Lecture by Dr. Kalinka Timmer

Title: Bilingualism: the flexible link between language and executive control.

Abstract: The current view is that the ongoing experience of language switching, associated with bilingualism, modifies the neural networks involved in switching during nonverbal tasks. In agreement, our ERP results demonstrated that bilingualism modifies crucial brain networks, possibly by integrating pathways generally used for different domains. However, the extent to which bilingual language control (BLC) and domain-general executive control (EC) share some of their mechanisms is still a debated issue. We investigate the question of cross-talk by addressing an important problem, namely the reliability of the measures used to investigate cross-talk, as well as by taking a novel approach, using short-term language switching training. We found that BLC and EC share some of their underlying mechanisms and seems to depend on the type of context one is in. For example, when driving on a highway, less EC is necessary than when we are driving downtown with pedestrians and cyclists around. Similarly, we ask if language context can also affect our control mechanisms. We show that control adjusts depending on the language context a bilingual is in. Thus, BLC and EC show some cross-talk and flexibly adapt to the context at the current moment. This short-term flexibility might underlie the long-term effects bilingualism has on EC.

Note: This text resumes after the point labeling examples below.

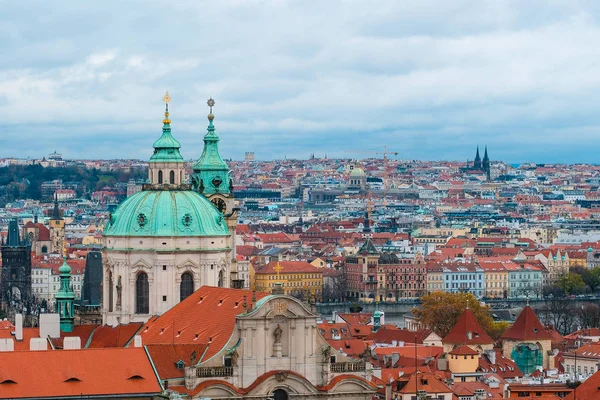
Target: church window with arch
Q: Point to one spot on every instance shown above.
(186, 287)
(142, 294)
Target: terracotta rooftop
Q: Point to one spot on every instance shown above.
(75, 373)
(205, 317)
(467, 331)
(527, 327)
(463, 351)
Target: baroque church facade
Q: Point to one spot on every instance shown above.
(164, 242)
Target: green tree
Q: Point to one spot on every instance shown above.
(439, 311)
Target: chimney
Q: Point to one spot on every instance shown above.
(38, 344)
(388, 390)
(7, 345)
(49, 326)
(72, 343)
(278, 288)
(19, 326)
(491, 355)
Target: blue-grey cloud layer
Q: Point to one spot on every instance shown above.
(431, 79)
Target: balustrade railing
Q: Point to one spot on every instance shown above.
(348, 366)
(214, 372)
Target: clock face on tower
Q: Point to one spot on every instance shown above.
(220, 204)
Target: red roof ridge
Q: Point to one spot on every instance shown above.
(467, 330)
(527, 327)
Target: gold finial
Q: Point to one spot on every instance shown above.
(166, 99)
(211, 104)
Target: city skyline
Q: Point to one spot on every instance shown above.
(430, 80)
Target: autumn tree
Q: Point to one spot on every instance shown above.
(571, 283)
(439, 312)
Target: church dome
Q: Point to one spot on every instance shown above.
(357, 172)
(166, 213)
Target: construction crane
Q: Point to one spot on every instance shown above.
(385, 153)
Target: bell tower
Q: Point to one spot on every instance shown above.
(211, 178)
(166, 166)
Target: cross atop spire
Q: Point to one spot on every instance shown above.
(278, 269)
(166, 99)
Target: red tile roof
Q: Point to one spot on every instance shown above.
(425, 381)
(107, 336)
(77, 373)
(205, 317)
(289, 267)
(527, 327)
(463, 351)
(467, 331)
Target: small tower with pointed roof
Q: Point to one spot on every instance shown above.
(527, 342)
(467, 331)
(211, 178)
(57, 229)
(65, 298)
(166, 165)
(477, 162)
(486, 164)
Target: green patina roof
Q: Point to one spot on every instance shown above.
(166, 213)
(166, 148)
(211, 158)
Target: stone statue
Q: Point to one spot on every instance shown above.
(277, 333)
(119, 290)
(234, 358)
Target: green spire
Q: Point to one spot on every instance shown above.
(376, 318)
(65, 298)
(211, 173)
(166, 148)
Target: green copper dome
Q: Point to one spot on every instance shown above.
(166, 213)
(64, 269)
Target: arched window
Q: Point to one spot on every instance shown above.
(280, 394)
(186, 287)
(142, 294)
(110, 292)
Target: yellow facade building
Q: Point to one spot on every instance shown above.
(495, 278)
(299, 278)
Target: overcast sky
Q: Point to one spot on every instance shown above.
(431, 79)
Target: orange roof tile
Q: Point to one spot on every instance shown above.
(108, 336)
(205, 317)
(467, 331)
(77, 373)
(289, 267)
(527, 327)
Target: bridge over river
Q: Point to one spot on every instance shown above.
(395, 311)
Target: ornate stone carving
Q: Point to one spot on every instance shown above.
(277, 333)
(281, 376)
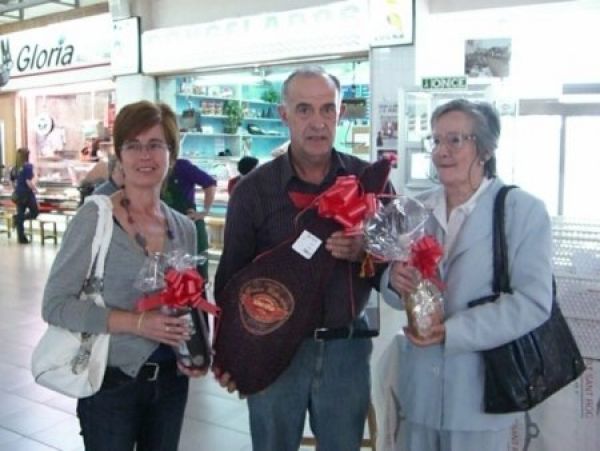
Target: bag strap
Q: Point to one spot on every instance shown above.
(501, 282)
(101, 240)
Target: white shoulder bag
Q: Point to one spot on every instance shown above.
(73, 363)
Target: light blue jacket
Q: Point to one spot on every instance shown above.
(442, 386)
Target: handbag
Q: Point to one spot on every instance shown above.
(73, 363)
(522, 373)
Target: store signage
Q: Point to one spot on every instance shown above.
(40, 58)
(331, 29)
(392, 22)
(57, 47)
(125, 54)
(444, 83)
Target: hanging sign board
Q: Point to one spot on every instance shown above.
(444, 83)
(391, 22)
(331, 29)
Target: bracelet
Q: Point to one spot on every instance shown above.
(140, 319)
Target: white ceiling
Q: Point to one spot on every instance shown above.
(444, 6)
(17, 10)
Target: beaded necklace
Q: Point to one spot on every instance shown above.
(138, 237)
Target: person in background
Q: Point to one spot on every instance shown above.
(142, 399)
(329, 375)
(115, 178)
(440, 384)
(90, 152)
(179, 193)
(245, 165)
(22, 178)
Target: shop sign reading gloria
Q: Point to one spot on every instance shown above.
(54, 48)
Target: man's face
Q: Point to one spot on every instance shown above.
(311, 111)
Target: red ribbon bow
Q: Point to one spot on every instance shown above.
(425, 254)
(345, 203)
(184, 289)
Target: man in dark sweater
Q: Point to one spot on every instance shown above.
(329, 372)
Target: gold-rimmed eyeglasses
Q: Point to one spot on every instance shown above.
(137, 147)
(452, 141)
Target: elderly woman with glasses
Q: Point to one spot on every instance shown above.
(440, 381)
(143, 396)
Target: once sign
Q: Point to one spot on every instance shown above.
(444, 83)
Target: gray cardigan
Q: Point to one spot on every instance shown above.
(61, 305)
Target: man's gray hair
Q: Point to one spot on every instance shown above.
(307, 71)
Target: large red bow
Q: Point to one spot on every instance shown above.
(425, 254)
(345, 203)
(184, 289)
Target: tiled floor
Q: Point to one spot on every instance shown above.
(33, 418)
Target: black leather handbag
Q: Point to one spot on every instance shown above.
(524, 372)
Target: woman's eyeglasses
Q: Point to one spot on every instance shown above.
(137, 147)
(452, 141)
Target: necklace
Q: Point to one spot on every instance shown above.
(138, 237)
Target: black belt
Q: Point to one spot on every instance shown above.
(149, 372)
(346, 332)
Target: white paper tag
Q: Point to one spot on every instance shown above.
(307, 244)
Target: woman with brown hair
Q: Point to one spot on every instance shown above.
(143, 396)
(22, 177)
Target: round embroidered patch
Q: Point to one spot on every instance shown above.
(265, 305)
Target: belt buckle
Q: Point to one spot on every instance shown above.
(350, 332)
(316, 332)
(154, 376)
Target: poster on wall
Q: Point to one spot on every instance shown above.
(487, 58)
(388, 154)
(392, 22)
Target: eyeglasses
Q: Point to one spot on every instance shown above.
(453, 141)
(152, 147)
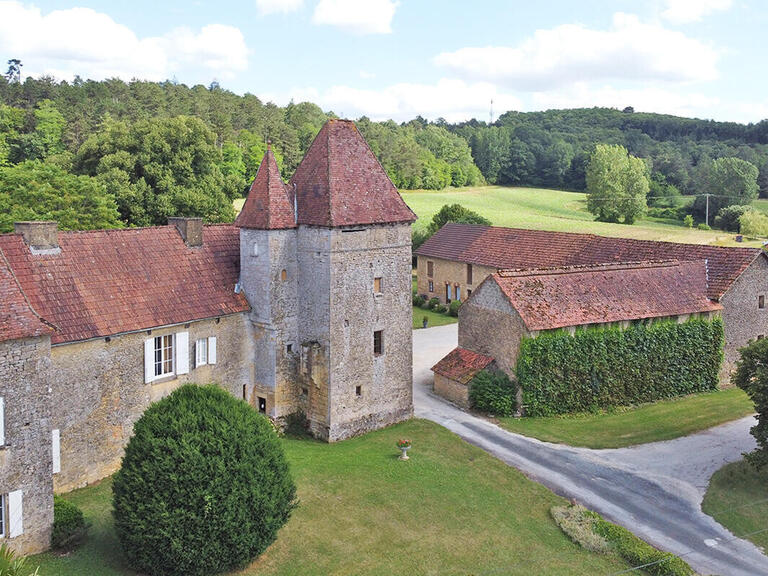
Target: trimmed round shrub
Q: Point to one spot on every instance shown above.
(69, 526)
(492, 392)
(204, 485)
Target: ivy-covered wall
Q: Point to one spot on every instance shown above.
(599, 368)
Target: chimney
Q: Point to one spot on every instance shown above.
(39, 236)
(191, 230)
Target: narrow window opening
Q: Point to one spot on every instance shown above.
(378, 343)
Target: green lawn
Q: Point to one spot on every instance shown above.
(553, 210)
(737, 497)
(451, 509)
(661, 420)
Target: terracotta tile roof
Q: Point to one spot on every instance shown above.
(560, 297)
(17, 319)
(105, 282)
(516, 248)
(341, 183)
(461, 365)
(269, 205)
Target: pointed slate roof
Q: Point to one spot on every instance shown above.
(341, 183)
(269, 205)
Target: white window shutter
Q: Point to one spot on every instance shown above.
(2, 421)
(149, 360)
(15, 514)
(182, 353)
(212, 350)
(56, 447)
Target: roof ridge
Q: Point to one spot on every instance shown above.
(554, 270)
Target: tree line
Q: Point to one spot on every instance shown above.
(112, 153)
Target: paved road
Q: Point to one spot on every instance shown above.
(654, 489)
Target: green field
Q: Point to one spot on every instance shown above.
(661, 420)
(542, 209)
(451, 509)
(737, 497)
(535, 208)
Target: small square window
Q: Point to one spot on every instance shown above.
(201, 352)
(378, 343)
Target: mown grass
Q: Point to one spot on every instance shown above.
(737, 497)
(661, 420)
(542, 209)
(451, 509)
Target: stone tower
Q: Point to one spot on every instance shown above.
(326, 266)
(268, 273)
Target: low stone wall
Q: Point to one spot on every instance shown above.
(456, 392)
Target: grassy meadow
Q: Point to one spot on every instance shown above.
(451, 509)
(737, 497)
(662, 420)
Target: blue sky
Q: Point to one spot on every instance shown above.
(397, 59)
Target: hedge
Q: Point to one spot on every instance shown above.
(598, 368)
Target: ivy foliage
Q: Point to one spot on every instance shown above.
(751, 375)
(600, 368)
(204, 485)
(492, 392)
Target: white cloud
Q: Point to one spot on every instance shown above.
(647, 99)
(278, 6)
(357, 16)
(454, 100)
(629, 50)
(81, 41)
(685, 11)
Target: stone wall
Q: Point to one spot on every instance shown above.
(98, 391)
(369, 391)
(743, 319)
(25, 457)
(488, 324)
(452, 390)
(448, 272)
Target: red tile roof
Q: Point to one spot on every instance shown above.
(105, 282)
(560, 297)
(461, 365)
(521, 249)
(269, 205)
(341, 183)
(17, 319)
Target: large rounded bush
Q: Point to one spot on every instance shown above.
(204, 485)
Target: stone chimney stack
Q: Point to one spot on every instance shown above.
(191, 230)
(39, 236)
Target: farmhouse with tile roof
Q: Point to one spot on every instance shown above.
(459, 257)
(302, 304)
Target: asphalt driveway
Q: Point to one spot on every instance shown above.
(655, 489)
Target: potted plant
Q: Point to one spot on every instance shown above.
(404, 445)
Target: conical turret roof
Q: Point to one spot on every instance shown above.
(269, 205)
(341, 183)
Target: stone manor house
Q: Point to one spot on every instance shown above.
(302, 304)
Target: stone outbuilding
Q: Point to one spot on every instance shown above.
(511, 305)
(456, 259)
(302, 305)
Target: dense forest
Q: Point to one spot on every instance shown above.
(112, 153)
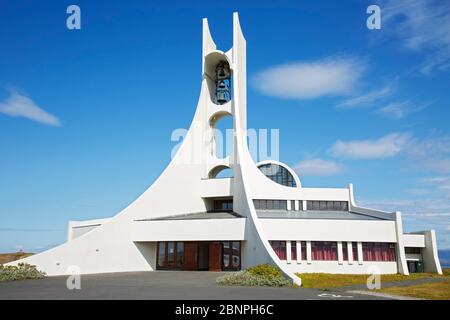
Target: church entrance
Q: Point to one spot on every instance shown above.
(199, 255)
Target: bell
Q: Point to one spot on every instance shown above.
(221, 97)
(221, 85)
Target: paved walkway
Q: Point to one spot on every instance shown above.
(170, 285)
(403, 283)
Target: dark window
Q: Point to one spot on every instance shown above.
(170, 255)
(278, 174)
(223, 205)
(161, 254)
(324, 250)
(280, 248)
(327, 205)
(294, 250)
(231, 255)
(378, 251)
(180, 254)
(344, 251)
(411, 250)
(270, 204)
(355, 251)
(303, 246)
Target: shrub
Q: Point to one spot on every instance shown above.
(262, 275)
(20, 272)
(265, 270)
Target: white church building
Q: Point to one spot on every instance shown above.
(191, 218)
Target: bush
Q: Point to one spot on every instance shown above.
(262, 275)
(20, 272)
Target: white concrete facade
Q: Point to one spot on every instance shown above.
(128, 241)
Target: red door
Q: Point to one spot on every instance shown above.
(190, 256)
(215, 256)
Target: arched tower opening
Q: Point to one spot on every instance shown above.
(220, 172)
(218, 75)
(279, 173)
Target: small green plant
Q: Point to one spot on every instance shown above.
(261, 275)
(20, 272)
(265, 270)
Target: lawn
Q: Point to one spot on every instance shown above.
(430, 291)
(8, 257)
(325, 280)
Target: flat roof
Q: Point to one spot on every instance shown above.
(198, 216)
(313, 214)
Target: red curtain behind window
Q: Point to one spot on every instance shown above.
(323, 250)
(280, 249)
(376, 251)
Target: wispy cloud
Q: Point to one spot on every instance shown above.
(384, 147)
(368, 99)
(418, 214)
(318, 167)
(399, 110)
(17, 105)
(422, 25)
(430, 154)
(336, 76)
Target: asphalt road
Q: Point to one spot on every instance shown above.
(167, 285)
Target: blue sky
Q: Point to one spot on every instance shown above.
(86, 115)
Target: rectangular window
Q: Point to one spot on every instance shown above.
(411, 250)
(355, 251)
(170, 255)
(303, 246)
(327, 205)
(223, 205)
(276, 204)
(280, 248)
(231, 255)
(324, 250)
(180, 254)
(161, 254)
(293, 250)
(344, 251)
(378, 251)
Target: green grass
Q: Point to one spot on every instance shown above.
(429, 291)
(326, 280)
(8, 257)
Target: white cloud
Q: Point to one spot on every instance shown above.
(419, 214)
(367, 99)
(430, 154)
(422, 25)
(399, 110)
(17, 105)
(384, 147)
(318, 167)
(336, 76)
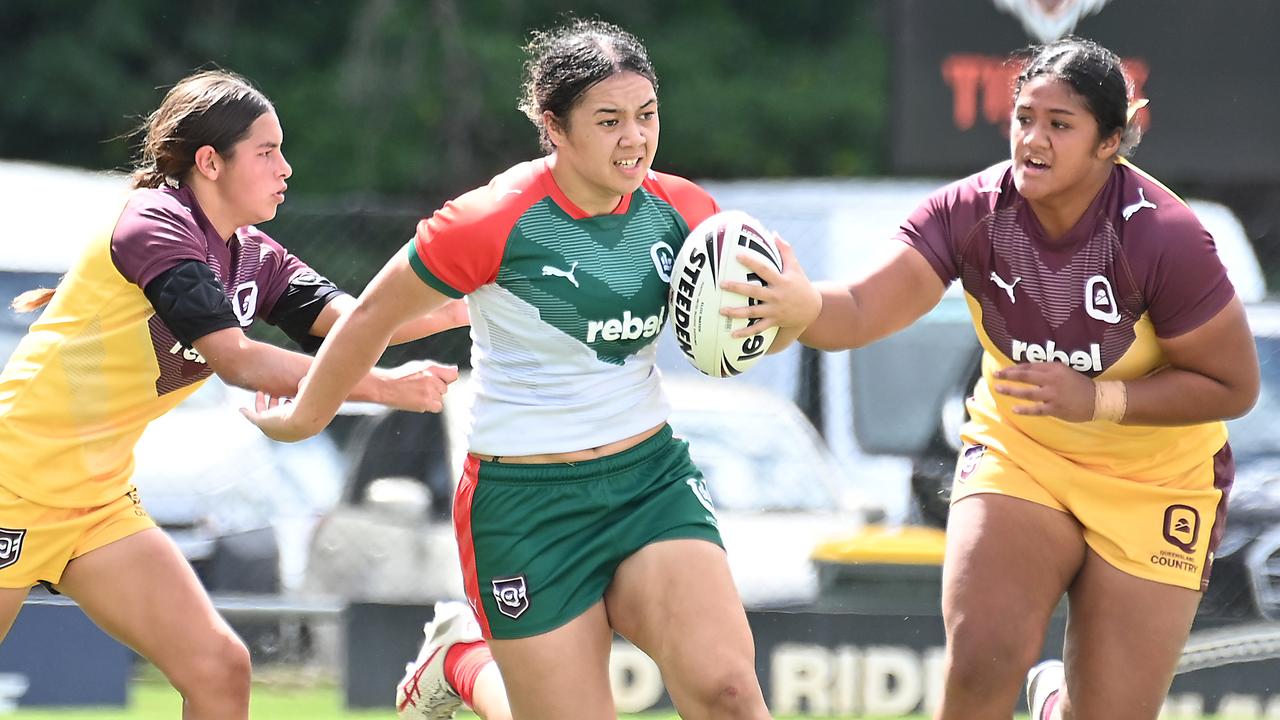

WEDNESDAY June 5th, 13-14.30, Institute of Psychology UJ, ul. Ingardena 6, room 2.15

About Kalinka Timmer

I obtained the doctoral degree from Leiden University (The Netherlands) in 2013 investigating the underlying process of reading aloud during monolingual- and bilingual language processing with event-related brain potentials (ERPs). In 2012, I continued with the investigation of speech planning between alphabetic and non-alphabetic languages as a post-doctoral fellow. Following this post-doc, I worked at York University (Canada) from 2014, where I investigated whether bilingualism influence domain general control processes. After receiving the Rubicon grant from the Dutch Organization for Scientific Research (NWO) I have started working at Universitat Pompeu Fabra (Spain) where I am investigating the relation between language- and task switching for different types of bilinguals with the Juan de la Cierva grant from the Spanish government (MINECO).